Classes 16 and 17 – CO2 Time Series

Overview

(Class numbers may be slightly off don’t let that impact you.  We are going in numerical order if a number gets skipped.  Changing headers messes up the website)

Pandas is known for its time series capability where you make the index the time.  We are going to do this with CO2 data.  First we will analyze the data from the LaJolla Pier.  Here is the website that the data comes from.  I made a CO2 folder in GitHub.   I will walk you through how to do time series analysis with Pandas(pdf=pandastimeseries).  Work through how to do this.  Take your time.  Then you will do your own analysis from Mauna Lao, building on what you learned.  This is our work for the this class and next.

Try this link http://scrippsco2.ucsd.edu/assets/data/atmospheric/stations/flask_co2/daily/daily_flask_co2_ljo.csv

VIDEO

Homework.

Notebook 13.

1.  Get the daily Flask CO2 data from from Keeling curve data from Mauna Lao. USE THER DAILY FLASK!  So that is Flask CO2 Data->daily_flask_co2_mlo.csv .   http://scrippsco2.ucsd.edu/data/atmospheric_co2/mlo.html.   Things should work as we did it in the class example.  If we use the daily flask and like we did in class things should work!  When using this data you need to clean it up by only using flag=0.  We used this in our code.  df_scripps=df_scripps[df_scripps.Flags==0]

2. Predict the annual  MAX CO2 out to 2050.  Present the graph showing this data all properly labeled.  You can show the equations for each line that you use for the predictions.  Make it look good!  This is similar to what we did in class so a good warm up.  I am NOT showing my answer below.  In class we did mean.  Now we are doing max.  Choose your own unique linestyle, scatter symbol, and scatter color.

3. This is the harder one.  When looking at CO2 data we see yearly patterns.  It peaks in the late spring and decreases in the summer.  Here is a worldwide visualization for 20 years of CO2.  We know this is caused by growth during northern hemisphere spring and summer.  I want to see the monthly patterns by themselves.
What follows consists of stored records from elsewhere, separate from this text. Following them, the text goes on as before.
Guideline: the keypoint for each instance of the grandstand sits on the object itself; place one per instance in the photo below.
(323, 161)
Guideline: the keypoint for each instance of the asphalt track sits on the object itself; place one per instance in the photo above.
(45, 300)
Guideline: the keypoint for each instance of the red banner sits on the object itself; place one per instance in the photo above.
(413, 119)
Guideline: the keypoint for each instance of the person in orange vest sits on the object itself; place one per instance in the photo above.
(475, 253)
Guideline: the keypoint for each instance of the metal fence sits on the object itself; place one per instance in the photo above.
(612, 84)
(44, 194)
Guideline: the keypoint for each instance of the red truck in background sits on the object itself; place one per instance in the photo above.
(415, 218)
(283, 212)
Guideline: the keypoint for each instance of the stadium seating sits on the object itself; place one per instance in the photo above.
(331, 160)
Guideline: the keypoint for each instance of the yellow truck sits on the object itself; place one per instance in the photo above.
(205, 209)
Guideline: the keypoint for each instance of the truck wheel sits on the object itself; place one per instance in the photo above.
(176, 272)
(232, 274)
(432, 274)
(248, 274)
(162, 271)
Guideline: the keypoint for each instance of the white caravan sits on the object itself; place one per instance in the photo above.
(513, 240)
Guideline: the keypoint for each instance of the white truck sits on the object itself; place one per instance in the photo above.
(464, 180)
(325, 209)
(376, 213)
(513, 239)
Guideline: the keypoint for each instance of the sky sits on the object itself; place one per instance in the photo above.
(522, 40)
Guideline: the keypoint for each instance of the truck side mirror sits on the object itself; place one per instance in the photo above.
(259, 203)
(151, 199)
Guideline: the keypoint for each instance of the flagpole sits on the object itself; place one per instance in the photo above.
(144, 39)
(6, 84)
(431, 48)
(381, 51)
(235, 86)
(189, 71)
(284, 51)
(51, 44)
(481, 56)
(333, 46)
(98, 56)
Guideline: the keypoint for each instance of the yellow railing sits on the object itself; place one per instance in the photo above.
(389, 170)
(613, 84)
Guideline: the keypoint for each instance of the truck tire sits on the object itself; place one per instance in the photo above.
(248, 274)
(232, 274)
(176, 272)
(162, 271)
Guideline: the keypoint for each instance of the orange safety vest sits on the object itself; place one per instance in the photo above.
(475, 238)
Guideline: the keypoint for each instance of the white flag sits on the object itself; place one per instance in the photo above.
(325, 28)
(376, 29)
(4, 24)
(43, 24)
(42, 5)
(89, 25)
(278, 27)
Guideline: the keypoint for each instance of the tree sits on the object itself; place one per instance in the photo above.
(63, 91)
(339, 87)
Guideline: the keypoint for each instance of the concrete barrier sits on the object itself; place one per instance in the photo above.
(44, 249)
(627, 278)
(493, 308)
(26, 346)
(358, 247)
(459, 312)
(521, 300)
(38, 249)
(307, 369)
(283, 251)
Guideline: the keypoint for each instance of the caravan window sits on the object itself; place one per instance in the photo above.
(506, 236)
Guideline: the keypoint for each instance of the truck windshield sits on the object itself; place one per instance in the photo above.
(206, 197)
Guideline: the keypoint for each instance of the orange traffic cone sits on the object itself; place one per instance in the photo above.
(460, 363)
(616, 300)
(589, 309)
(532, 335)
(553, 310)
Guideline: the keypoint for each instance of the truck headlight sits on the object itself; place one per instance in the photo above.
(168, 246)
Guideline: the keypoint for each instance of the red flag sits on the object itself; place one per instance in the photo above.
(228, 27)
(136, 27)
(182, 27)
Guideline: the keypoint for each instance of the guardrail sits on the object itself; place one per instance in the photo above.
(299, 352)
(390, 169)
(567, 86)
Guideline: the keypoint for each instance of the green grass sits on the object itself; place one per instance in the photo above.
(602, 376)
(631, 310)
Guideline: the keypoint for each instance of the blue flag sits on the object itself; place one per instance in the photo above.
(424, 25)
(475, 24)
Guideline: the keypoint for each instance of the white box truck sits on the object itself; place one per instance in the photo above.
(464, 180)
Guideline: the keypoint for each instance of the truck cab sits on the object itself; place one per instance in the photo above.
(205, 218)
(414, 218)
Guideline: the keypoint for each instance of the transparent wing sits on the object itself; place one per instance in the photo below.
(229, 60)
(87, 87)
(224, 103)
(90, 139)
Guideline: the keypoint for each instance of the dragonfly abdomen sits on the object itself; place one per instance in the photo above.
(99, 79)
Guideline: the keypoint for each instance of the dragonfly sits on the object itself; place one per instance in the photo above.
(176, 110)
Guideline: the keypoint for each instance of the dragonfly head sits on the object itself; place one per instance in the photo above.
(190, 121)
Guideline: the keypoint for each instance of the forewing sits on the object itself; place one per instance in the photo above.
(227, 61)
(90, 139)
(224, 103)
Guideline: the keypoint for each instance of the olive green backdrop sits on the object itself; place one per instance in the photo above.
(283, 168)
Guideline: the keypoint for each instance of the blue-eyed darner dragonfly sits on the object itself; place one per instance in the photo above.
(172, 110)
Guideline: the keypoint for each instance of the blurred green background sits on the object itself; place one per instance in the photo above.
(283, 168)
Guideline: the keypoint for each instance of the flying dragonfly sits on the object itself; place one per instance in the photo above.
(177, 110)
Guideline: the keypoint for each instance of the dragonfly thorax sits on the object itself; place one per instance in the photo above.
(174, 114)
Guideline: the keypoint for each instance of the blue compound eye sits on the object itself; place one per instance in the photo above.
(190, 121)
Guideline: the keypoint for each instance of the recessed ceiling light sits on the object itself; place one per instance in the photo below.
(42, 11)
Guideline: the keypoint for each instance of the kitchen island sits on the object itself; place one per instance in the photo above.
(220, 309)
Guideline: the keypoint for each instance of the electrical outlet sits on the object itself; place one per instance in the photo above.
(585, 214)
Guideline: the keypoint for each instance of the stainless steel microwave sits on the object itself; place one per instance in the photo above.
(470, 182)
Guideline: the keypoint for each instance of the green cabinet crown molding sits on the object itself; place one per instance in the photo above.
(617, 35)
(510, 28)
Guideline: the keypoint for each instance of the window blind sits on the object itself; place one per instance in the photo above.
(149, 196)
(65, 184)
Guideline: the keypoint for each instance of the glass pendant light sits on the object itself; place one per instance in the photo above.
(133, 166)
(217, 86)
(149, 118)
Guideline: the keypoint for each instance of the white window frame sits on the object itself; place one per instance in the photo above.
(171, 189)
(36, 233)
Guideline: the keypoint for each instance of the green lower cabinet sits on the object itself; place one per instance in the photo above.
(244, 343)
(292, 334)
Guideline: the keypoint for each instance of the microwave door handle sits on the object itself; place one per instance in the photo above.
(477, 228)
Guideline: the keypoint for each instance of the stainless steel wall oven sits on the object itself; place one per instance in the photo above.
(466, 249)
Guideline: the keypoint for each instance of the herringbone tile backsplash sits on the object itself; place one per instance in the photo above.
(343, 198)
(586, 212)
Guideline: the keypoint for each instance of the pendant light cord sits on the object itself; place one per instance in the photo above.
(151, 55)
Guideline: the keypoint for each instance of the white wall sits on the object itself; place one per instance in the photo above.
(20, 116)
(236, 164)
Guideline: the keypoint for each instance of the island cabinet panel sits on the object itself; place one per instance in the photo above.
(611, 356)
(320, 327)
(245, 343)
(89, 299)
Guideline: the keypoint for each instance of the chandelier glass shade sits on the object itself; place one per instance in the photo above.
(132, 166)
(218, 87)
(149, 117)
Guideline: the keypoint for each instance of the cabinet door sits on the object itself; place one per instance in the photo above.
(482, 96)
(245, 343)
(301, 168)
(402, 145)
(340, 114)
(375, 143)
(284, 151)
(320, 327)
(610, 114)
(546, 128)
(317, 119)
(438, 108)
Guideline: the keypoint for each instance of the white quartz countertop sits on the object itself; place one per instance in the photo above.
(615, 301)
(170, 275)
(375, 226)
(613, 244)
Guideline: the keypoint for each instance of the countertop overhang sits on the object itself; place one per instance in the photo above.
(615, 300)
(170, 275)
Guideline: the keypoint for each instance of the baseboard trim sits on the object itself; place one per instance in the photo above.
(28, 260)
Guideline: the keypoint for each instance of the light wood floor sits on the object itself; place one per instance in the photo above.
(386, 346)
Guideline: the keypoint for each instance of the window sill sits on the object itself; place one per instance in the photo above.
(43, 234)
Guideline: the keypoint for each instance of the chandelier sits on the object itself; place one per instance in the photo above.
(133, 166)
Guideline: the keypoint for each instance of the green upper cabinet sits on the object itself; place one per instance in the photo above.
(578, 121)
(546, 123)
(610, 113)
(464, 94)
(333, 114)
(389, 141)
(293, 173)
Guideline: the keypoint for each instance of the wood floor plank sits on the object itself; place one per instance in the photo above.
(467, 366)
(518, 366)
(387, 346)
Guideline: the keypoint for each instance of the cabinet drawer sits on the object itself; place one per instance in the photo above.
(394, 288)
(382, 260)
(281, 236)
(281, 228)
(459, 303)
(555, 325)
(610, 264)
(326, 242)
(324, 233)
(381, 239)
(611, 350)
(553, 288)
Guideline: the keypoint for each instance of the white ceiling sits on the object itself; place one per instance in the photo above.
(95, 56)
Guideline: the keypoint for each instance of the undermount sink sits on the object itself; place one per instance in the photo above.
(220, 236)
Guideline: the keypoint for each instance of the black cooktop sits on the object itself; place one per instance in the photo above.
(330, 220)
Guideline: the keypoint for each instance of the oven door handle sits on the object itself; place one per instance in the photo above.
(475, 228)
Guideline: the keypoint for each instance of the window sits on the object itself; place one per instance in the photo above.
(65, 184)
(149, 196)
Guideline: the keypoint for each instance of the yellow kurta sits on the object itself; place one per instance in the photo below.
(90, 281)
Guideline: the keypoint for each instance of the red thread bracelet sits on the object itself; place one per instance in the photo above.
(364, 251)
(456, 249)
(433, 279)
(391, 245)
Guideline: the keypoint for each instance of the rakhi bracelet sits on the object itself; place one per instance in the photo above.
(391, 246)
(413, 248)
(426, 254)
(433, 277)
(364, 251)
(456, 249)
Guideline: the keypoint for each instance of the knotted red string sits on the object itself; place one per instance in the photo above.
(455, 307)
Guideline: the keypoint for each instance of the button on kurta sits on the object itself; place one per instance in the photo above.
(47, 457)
So to do this we need to subtract out the yearly mean data from our samples.  this is easy to do but took me a while to figure out.  You can do it one of at least two ways.  Choose one and go for it.

a.  Pandas has a nice function called rolling.  It used to be called rolling_mean but that was deprecated and it is now called rolling.  Since we have weekly data if you make a window size of 52 weeks this is a year long average around each point.  It is not the average of that year but a rolling average with a 52 week window.  Do not use weeks.  It is buggy.  Use days.  Use a frequency average of 365D.  You can not use a frequency average of years or months because that length changes during leap years.  Here are two good links https://pandas.pydata.org/pandas-docs/stable/generated/pandas.DataFrame.rolling.html and https://stackoverflow.com/questions/43556344/pandas-monthly-rolling-operation and https://pandas.pydata.org/pandas-docs/stable/computation.html#rolling-windows    To be entertaining and distracting here is a video of a rolling panda(a slightly different google search). So if you compute the rolling mean in a new column you get a nice smooth curve and could use that to subtract out the mean to look at the monthly differences.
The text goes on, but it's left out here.